The Courtney Report

When looking ahead to the 2013 session of the Iowa Legislature, continuing to create jobs and grow Iowa’s economy tops my priority list.

We need to do what we can to help more Iowans recover from the national recession. Ensuring that workers can get the training they need must be part of our statewide effort.

This is important because the current skill shortage is proving to be a serious drag on Iowa’s economy. By 2018, 62 percent of all jobs in Iowa—1.1 million jobs—will require some training or education beyond high school. Yet nearly 10 percent of Iowa’s working-age adults do not have a high school diploma.

By investing now in worker training and retraining, we can make sure Iowans are ready to step into new jobs as the economy rebounds.

Last year, we took a step in the right direction by approving the biggest single-year increase in state general aid to community colleges. We also created new opportunities to earn non-credit skill certificates and launched the new Skilled Workforce Shortage Tuition Grant, also known as “Kibbie Grants.” (More on the grants below!)

Here are other ways we can invest in Iowans and in Iowa businesses:

• Cutting commercial property taxes for every Iowa business, especially for small businesses.

• Cutting taxes for working families struggling to make ends meet, thereby boosting the local economy.

• Making it more likely that Iowa and U.S. companies will get state and local government contracts when their bids are cost competitive.

We’ve made bipartisan progress on these issues in the last couple of years. My hope for 2013 is that we’ll keep working together and take some big steps forward.

The new legislative session starts on January 14. Please tell me what you think should be done to boost economic growth and job creation here in Iowa. Call or e-mail me with your ideas.

Iowa ranks 13th in overall business friendliness but only 40th when it comes to labor supply.
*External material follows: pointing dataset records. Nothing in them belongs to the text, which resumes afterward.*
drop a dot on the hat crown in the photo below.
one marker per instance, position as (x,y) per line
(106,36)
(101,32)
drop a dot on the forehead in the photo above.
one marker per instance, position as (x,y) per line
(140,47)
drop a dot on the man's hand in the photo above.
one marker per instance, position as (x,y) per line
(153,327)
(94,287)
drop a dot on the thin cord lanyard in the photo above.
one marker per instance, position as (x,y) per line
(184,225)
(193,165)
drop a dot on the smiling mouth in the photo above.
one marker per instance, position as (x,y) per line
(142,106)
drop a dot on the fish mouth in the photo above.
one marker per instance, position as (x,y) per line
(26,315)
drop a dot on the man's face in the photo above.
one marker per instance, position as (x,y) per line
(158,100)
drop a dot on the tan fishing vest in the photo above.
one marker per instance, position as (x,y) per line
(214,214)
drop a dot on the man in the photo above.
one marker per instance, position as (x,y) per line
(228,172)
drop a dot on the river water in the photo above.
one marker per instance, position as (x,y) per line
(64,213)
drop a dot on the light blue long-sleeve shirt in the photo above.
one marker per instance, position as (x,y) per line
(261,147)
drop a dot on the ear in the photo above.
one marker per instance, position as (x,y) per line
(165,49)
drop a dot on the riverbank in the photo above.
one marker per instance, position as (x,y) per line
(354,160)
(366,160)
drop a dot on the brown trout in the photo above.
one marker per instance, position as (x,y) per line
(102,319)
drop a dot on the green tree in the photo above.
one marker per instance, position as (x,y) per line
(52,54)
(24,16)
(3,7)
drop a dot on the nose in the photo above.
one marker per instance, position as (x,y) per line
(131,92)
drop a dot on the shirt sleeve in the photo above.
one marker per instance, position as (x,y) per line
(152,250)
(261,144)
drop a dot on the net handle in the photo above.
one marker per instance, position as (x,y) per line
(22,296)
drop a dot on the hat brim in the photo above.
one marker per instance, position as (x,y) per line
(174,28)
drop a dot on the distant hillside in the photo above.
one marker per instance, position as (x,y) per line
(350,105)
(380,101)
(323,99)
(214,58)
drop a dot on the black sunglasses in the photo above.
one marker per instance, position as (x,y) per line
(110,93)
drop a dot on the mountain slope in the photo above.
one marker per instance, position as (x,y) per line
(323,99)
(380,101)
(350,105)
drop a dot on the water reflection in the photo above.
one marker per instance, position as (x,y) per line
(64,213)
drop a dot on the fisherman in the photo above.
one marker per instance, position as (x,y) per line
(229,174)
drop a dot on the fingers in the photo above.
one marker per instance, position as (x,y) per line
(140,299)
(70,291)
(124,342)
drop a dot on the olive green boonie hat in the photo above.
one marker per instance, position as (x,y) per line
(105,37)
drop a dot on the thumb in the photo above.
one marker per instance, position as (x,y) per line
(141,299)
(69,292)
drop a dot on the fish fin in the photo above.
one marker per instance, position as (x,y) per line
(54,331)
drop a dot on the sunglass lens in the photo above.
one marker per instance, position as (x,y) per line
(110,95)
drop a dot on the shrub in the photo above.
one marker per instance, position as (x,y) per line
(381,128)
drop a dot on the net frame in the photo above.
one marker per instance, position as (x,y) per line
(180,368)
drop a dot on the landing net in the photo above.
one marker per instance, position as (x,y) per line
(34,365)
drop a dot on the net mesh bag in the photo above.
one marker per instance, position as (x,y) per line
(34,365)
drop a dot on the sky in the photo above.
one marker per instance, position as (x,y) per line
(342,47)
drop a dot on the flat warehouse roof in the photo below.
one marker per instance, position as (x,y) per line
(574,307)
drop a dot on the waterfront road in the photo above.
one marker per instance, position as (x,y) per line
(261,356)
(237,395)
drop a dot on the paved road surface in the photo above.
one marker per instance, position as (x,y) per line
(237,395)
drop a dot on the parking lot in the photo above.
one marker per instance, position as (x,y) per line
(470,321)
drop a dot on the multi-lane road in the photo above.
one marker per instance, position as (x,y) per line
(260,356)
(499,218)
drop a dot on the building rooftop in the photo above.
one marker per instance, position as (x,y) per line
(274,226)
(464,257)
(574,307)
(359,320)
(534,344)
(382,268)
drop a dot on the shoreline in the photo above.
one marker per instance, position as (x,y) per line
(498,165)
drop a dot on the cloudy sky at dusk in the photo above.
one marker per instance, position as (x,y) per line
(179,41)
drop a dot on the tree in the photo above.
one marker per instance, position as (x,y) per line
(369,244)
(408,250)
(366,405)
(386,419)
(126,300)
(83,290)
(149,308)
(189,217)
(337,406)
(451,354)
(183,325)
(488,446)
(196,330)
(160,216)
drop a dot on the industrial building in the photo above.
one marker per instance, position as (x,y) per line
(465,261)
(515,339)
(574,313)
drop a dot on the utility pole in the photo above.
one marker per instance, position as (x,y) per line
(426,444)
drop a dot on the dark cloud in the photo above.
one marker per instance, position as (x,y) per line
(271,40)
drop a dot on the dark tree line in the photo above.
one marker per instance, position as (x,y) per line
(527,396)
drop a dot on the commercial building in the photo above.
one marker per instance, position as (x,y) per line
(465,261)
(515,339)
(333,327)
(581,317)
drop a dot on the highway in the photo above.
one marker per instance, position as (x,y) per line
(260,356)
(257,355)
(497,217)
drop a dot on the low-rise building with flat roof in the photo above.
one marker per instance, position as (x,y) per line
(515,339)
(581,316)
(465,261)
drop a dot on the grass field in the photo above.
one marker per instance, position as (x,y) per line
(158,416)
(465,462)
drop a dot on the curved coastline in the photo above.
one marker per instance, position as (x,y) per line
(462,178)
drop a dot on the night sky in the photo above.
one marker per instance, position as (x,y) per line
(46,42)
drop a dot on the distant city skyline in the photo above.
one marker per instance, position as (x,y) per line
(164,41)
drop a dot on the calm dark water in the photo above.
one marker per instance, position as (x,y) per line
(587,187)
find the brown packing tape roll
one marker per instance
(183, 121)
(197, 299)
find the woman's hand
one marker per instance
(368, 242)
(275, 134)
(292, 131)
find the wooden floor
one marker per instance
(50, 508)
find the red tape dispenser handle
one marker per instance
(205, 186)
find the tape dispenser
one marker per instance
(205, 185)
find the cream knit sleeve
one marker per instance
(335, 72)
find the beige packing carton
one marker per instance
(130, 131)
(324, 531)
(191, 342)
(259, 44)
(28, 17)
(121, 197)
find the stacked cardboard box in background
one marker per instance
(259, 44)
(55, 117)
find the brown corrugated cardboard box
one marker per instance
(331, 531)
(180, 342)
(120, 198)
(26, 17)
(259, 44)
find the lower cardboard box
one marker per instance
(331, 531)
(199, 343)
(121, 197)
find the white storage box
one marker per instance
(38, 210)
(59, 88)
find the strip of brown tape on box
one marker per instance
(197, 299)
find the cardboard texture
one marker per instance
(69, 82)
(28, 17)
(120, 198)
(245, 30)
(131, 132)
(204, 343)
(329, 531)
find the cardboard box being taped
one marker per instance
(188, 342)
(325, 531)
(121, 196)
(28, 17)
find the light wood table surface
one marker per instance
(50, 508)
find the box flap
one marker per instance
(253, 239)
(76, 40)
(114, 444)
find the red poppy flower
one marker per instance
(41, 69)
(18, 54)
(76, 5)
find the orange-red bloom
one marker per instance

That’s why I’m working to help Iowans get the skills they need to fill in-demand jobs.

Iowa’s agricultural manufacturers need more welders, and Iowa businesses in almost every field can’t find enough people to run computers and manage software. When employers can’t find the skilled workers they need in Iowa, they lose business to competitors, hire people from another state or some other country to do the work, or move their business out of Iowa.

By 2018, 62 percent of all jobs in Iowa will require some training or education beyond high school. In addition to credentials, employers need workers with the professional skills necessary to succeed in the workplace, such as dependability, time management and initiative.

That’s why I fought this year for $5 million in Skilled Workforce Shortage Tuition Grants for students attending Iowa’s community colleges. Senate File 2321, approved by the Legislature and signed by the Governor, provides grants to Iowans studying full- or part-time at one of our community colleges and are in need of financial help to cover their tuition. Grants are awarded for study in areas where Iowa doesn’t have enough workers with the right skills.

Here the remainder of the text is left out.